The Quiet Way I Break
A confession about overthinking, quiet heartbreak, and the fear of always being left behind.

I’m dead. Not really, but something in me died.
The spark I had, the will to try, disappeared somewhere along the way.
I wake up, but it feels pointless, like I’m just passing time.
Everything feels dull, and I can’t remember what being alive used to mean.
I’m dead—not literally—but I feel buried all the same.
You’ll get bored of me; they all do.
At first, they say all the right things:
“I’m different.” “I’ll stay.” “You can trust me.”
And for a moment, I believe it.
I let my walls fall, I start to hope again.
I think maybe this time I won’t be too much,
that maybe someone will finally see me, and stay.
But slowly, everything changes.
Messages get shorter.
Silence gets longer.
My name stops sounding like warmth in their mouth.
And before I know it, I’m alone again,
wondering what I did wrong this time.
They all promise to stay, to support me, to believe in me,
but promises fade like echoes.
No one ever lasts.
No one stays long enough to see the mess behind my words.
And then the overthinking begins.
Every small word, every pause, every laugh—I dissect them.
I replay conversations, searching for signs,
imagining endings before they happen,
building walls I never asked to build.
So when someone says they’ll stay,
I smile…
but inside, I’m already counting the days.
I’ve learned to expect the unexpected:
their leaving, their silence,
their goodbye that never needs to be said.

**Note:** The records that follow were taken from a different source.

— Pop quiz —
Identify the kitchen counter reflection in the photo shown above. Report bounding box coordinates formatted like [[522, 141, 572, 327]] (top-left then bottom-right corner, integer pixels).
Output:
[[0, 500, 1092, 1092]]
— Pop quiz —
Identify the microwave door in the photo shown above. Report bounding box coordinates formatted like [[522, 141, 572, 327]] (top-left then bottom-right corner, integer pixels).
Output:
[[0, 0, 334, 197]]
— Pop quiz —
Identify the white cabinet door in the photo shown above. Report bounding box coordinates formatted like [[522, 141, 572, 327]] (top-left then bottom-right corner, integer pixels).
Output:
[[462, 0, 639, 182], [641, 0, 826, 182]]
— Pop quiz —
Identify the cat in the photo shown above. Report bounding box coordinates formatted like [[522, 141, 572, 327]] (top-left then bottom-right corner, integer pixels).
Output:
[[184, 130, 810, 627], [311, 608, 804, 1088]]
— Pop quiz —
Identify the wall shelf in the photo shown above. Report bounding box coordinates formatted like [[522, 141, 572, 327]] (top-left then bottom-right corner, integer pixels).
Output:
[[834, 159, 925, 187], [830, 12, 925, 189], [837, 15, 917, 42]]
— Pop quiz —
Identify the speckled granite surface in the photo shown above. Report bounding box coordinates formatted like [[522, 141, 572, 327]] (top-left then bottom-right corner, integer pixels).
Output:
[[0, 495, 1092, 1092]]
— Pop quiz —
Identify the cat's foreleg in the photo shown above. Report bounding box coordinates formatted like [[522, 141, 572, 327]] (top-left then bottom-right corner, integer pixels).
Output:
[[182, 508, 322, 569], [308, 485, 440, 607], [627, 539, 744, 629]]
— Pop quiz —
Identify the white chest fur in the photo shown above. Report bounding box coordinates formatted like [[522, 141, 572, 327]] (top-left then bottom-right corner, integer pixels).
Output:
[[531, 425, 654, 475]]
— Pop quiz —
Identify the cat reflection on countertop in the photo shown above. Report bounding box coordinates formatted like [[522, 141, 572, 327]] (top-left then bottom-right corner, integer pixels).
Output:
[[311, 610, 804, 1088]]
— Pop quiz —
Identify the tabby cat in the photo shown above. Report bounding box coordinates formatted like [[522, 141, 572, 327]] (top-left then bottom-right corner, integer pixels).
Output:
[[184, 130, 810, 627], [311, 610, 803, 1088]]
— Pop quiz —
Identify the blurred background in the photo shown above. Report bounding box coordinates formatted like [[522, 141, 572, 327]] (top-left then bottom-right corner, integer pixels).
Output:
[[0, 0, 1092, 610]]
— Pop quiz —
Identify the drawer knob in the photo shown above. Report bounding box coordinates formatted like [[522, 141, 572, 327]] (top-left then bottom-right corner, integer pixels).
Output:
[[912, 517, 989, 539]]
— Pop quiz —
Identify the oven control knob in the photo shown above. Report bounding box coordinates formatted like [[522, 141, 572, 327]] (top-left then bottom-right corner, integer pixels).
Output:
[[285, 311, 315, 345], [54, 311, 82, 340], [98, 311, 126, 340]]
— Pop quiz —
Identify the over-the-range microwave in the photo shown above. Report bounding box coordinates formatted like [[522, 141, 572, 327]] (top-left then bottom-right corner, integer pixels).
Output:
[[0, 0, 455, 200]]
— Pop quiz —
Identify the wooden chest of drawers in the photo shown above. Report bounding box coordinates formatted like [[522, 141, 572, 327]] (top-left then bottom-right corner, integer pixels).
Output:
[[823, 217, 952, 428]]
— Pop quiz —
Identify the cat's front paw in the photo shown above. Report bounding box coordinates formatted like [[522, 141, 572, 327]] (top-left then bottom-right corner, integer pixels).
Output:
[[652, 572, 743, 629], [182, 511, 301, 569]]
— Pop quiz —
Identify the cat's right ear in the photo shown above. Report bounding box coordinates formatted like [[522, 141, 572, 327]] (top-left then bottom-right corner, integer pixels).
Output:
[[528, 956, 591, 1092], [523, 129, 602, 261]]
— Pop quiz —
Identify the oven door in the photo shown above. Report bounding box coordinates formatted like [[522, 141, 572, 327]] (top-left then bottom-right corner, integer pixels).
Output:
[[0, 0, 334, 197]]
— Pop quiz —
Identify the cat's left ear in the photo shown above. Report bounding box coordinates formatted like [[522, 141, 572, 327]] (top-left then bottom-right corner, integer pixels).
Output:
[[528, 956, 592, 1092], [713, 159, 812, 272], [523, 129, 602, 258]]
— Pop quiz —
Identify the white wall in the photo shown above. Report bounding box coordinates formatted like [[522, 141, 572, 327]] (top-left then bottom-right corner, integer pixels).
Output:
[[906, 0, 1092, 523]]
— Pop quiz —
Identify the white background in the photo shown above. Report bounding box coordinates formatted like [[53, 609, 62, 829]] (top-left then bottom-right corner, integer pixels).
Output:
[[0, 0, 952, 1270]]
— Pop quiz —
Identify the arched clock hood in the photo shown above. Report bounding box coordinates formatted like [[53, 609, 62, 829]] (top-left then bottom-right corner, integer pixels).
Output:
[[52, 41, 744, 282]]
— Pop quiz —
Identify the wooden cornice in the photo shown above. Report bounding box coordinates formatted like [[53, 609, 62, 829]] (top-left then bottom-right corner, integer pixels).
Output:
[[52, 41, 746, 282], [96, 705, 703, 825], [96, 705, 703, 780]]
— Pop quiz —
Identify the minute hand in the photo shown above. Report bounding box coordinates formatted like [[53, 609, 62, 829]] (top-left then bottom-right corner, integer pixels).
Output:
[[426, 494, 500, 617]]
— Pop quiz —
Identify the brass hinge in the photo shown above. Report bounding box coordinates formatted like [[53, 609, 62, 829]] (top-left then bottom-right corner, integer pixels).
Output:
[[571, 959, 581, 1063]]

Maybe it’s not even their fault.
Maybe I just make it too easy to leave.
But still, it hurts—every single time.
Like a wound that never fully heals,
only hides beneath a practiced smile.
I lie awake wondering:
Did I say too much?
Too little?
Am I too heavy? Too fragile? Too complicated?
My mind races through endless “what ifs”
until the night becomes impossible to bear.
This overthinking eats me quietly,
gnaws at my confidence,
and cracks the parts of me I thought were strong.
I break slowly—not in fire,
but in small, silent pieces
that scatter across the floor of my mind.
I smile in the morning,
go to school, talk to people, laugh,
but inside, I’m a fragile glass
waiting to shatter at the next unexpected departure.
I wonder if I’ll ever stop expecting to be left behind,
or if this ache will simply become part of me —
another quiet truth I learn to live with.
Maybe it’s my kindness that ruins me.
I could never leave someone suddenly.